Помните, Воланд в «Мастере и Маргарите» спрашивает, хохоча: «…Что же это у вас, чего ни хватишься, ничего нет!» А нам не до смеха.
В музыке существуют «песни без слов». Но гимнов без слов не бывает.
В метро, на «Библиотеке»
Пишут в книгах о том, как вернулись из лагерей уцелевшие и стали рассказывать — кто их погубил, или просто смотреть им молча в глаза, и тем,погубителям, становилось не по себе, худо.
Но вот в те времена видел я в метро, на «Библиотеке», как невысокий человек еще в ватнике, но уже с начинавшими оттаивать интеллигентными чертами лица бил встреченного им здесь, в переходе, врага, вполне приличного по виду, с портфелем в руке.
Он бил не так, как били его самого следователи и урки — не изощренно, не подло, он бил не профессионально, но сильно, — сшибал с ног и снова поднимал короткими руками, и снова бил.
— Ты посадил меня, гад, оклеветал! — кричал он и бил, бил.
Большинство проходило мимо, другие останавливались, смотрели и объясняли ситуацию любопытным. Милиции не было. Ее никто не звал, в том числе и избиваемый, ползающий на четвереньках, потерявший очки и портфель.
Среди возвратившихся были разные — и тихие, пришибленные, и жалко-оживленные, и откровенные карьеристы. И оставшиеся людьми, сохранившие свое или восстановившиеся быстро и смело.
«История партии»
К осени 1948 года в Литинституте, куда я только что поступил, был уже подготовлен для передачи в издательство коллективный стихотворный сборник «Родному комсомолу», посвященный тридцатилетию этой легендарной организации. В него включили и двух-трех первокурсников.
Однако дело неожиданно застопорилось. Начальству
Я написал стихотворение «История партии». Этими двумя словами начиналась у меня каждая строфа, а внутри четверостиший фигурировало то или иное событие партийной жизни. И была строка:
История партии… Ленин в столице.Имелся в виду момент приезда вождя в Петроград и вскарабкивание его на броневик.
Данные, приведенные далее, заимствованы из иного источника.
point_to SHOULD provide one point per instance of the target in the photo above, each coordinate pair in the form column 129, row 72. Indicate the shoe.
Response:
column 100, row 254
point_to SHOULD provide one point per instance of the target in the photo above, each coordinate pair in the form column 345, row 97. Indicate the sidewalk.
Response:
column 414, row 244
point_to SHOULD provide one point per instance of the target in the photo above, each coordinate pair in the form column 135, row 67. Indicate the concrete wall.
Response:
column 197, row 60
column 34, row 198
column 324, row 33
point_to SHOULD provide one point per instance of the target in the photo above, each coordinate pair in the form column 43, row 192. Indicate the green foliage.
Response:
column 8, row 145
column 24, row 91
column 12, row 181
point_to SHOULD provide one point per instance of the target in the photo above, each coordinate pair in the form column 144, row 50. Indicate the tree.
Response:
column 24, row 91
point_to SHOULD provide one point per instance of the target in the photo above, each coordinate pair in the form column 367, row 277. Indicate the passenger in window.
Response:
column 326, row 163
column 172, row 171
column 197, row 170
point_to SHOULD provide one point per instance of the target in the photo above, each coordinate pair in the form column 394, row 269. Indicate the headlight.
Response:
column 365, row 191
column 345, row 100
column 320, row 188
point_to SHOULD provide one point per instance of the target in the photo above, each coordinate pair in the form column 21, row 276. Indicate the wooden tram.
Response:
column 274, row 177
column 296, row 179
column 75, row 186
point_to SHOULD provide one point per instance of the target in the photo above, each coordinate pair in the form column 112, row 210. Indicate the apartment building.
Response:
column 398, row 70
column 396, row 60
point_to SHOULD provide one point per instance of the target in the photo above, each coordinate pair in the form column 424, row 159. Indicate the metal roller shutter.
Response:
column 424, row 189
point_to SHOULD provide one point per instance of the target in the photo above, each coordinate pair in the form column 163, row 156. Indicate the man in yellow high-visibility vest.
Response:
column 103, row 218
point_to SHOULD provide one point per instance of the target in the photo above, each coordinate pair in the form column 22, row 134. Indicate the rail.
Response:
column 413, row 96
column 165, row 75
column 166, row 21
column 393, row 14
Сборник вышел. Сигнальный экземпляр принесли в общежитие, и авторы, волнуясь, рассматривали свои преображенные набором строки. Я раскрыл книжку и ахнул. Вместо приведенного выше было напечатано:
История партии… Ленин и Сталин в столице.Я в ярости швырнул сборник на пол. Мой друг Ваня Ганабин из Южи тут же поднял его и попенял мне: нужно, мол, уважать труд своих товарищей. Я возбужденно объяснил, что меня выставили неумехой, неспособным соблюсти стихотворный размер. Кто и зачем вставил мне Сталина? При чем он здесь?..
В комнате, кроме нас двоих, было еще трое: Иван Завалий из Прилук, Сашка Шабалин из Коврова — все мы фронтовики, и молодой чувашский парень Гоша Ефимов. Стоило кому-то из них не то чтобы специально стукнуть,но мимоходом где-то сказать: возмутился появлением товарища Сталина, бросил книгу на пол… И все.
Нет, хорошие со мной учились ребята.
Хрущев и «заец»
В период активной подготовки хрущевских реформ по правописанию на страницах печати проводились под видом дискуссий разъяснения, убеждающие в их правоте.
Суть идеи была предельно очевидна. Хрущева, увы, ставила в тупик и потому раздражала сама необходимость писать не так, как произносится. Классический из предложенных им примеров — «заец».
И вот в кабинете главного редактора респектабельной газеты совещание. Несколько языковедов (докторов и член-корров) увлеченно обосновывают эту новаторскую теорию.
Секретарша чуть-чуть приоткрывает дверь и делает главному знак. Тот, извинившись, выходит.
Вызывают по «вертушке» из ЦК. Коротко и сухо сообщают: только что закончился пленум. Хрущев освобожден от занимаемой должности.
Информация носит чисто практический характер: предупредить появление положительных упоминаний о нем.
Главный возвращается в кабинет. Только что начал выступление очередной оратор. Коллеги слушают внимательно, одобрительно кивают.
Дождавшись конца, главный, как бы между прочим, небрежно сетует на то, что вот все они, и он тоже, достаточно занятые люди, а вынуждены терять время на игру в обсуждение беспардонно-безграмотной чепухи.